Masani is a 2013 Indian Tamil-language supernatural horror thriller film directed by Padmaraj & LGR. The film stars Ramki, Akhil, Iniya, and Sija Rose, while Roja, Sarath Babu, Aadukalam Naren, and Y. G. Mahendra play supporting roles. The music is scored by N. Fazil. Masani is Ramki's comeback to Tamil cinema. This film received was highly panned by critics and a box office disaster. Ramki continued with subsequent disasters at the box office after this film.

Plot
Vishwa (Akhil) is raised by Swami (Y. G. Mahendra), a leading sculptor. Although Vishwa is a graduate, he has also learned the skill of sculpting from Swami. Vishwa meets Kavitha (Sija Rose), and both of them like each other. Meanwhile, there is a village where many sculptors come to finish a god's idol that is left incomplete a few years back, but all efforts go in vain as the sculptors are frightened and sent away by a ghost which prevents the completion of the idol. Sarath Babu is the village head, and Rajeshwari (Roja) is his wife. Rajeshwari has enmity with her relative Devanna Gounder (Aadukalam Naren), who happens to be Kavitha's father. As per the advice from an astrologer, Devanna meets Swami, requesting him to visit his village and complete the god's idol. However, Swami insists Vishwa to do the job on his behalf.

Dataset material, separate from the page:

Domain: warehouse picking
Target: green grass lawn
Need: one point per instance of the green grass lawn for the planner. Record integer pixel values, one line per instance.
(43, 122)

Swami tells a flashback to Vishwa. Vetri (Ramki) is the only brother of the village head who falls in love with Masani (Iniya), a lower caste girl from the same village. Masani gets pregnant, and Vetri decides to marry her against Rajeshwari's wishes. However, Vetri stands firm in his decision, while Rajeshwari poisons and kills Vetri. She also insults Masani for getting pregnant before wedding and isolates her out of the village, asking no one to help her. Masani undergoes many hardships as she is left alone. Swami comes to the village to make the god's idol and sees Masani in labor pain. Despite his attempts, no one comes forward to help her. Masani delivers a baby boy, informs about her life to Swami, and passes away. Swami gets furious on the village people and leaves the village without completing the idol, believing that the entire village will one day realize their mistake.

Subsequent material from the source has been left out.